Iterate through container items Leave feedback

Prerequisites

GroupDocs.Parser for Python via .NET installed
Sample container files (ZIP, OST, PST, etc.)
Understanding of container/attachment concepts

Iterate through container items

To iterate through all items in a container:

Python

from groupdocs.parser import Parser

# Create an instance of Parser class
with Parser("./archive.zip") as parser:
    # Get container items
    attachments = parser.get_container()
    
    # Check if container extraction is supported
    if attachments is None:
        print("Container extraction isn't supported")
    else:
        # Iterate over items
        for idx, attachment in enumerate(attachments):
            print(f"
Item {idx + 1}:")
            print(f"  Name: {attachment.name}")
            print(f"  Size: {attachment.size} bytes")
            print(f"  Path: {attachment.file_path}")

archive.zip

The following sample file is used in this example: archive.zip

Expected behavior: Iterates through all files in the container and displays their properties.

Count container items

To count files in a container:

Python

from groupdocs.parser import Parser

def count_container_items(file_path):
    """
    Count the number of items in a container.
    """
    with Parser(file_path) as parser:
        attachments = parser.get_container()
        
        if attachments is None:
            return 0
        
        # Convert to list to count
        items = list(attachments)
        return len(items)

# Usage
count = count_container_items("archive.zip")
print(f"Container has {count} items")

archive.zip

The following sample file is used in this example: archive.zip

Expected behavior: Returns the total number of items in the container.

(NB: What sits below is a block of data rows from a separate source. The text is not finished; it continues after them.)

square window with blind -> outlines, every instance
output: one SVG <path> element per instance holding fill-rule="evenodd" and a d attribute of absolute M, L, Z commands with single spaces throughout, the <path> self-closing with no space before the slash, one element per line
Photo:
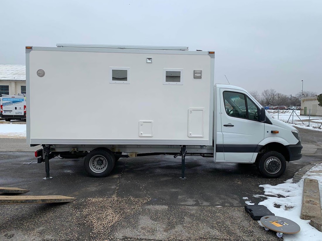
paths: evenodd
<path fill-rule="evenodd" d="M 21 85 L 21 92 L 22 94 L 26 94 L 26 86 L 24 85 Z"/>
<path fill-rule="evenodd" d="M 129 67 L 109 67 L 109 80 L 111 84 L 130 84 Z"/>
<path fill-rule="evenodd" d="M 9 94 L 9 86 L 0 85 L 0 94 Z"/>
<path fill-rule="evenodd" d="M 183 69 L 163 69 L 164 85 L 183 85 Z"/>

List container contents with details

To display detailed information about container contents:

Python

from groupdocs.parser import Parser

def list_container_contents(file_path):
    """
    List all container contents with detailed information.
    """
    with Parser(file_path) as parser:
        attachments = parser.get_container()
        
        if attachments is None:
            print("Container extraction not supported")
            return
        
        print(f"{'#':<5}{'Name':<40}{'Size':<15}{'Path':<30}")
        print("-" * 90)
        
        for idx, attachment in enumerate(attachments, 1):
            name = attachment.name[:38] if len(attachment.name) > 38 else attachment.name
            size = f"{attachment.size:,} bytes"
            path = attachment.file_path[:28] if attachment.file_path and len(attachment.file_path) > 28 else (attachment.file_path or "")
            
            print(f"{idx:<5}{name:<40}{size:<15}{path:<30}")

# Usage
list_container_contents("documents.zip")

documents.zip

The following sample file is used in this example: documents.zip

Expected behavior: Displays a formatted table of all container items with their properties.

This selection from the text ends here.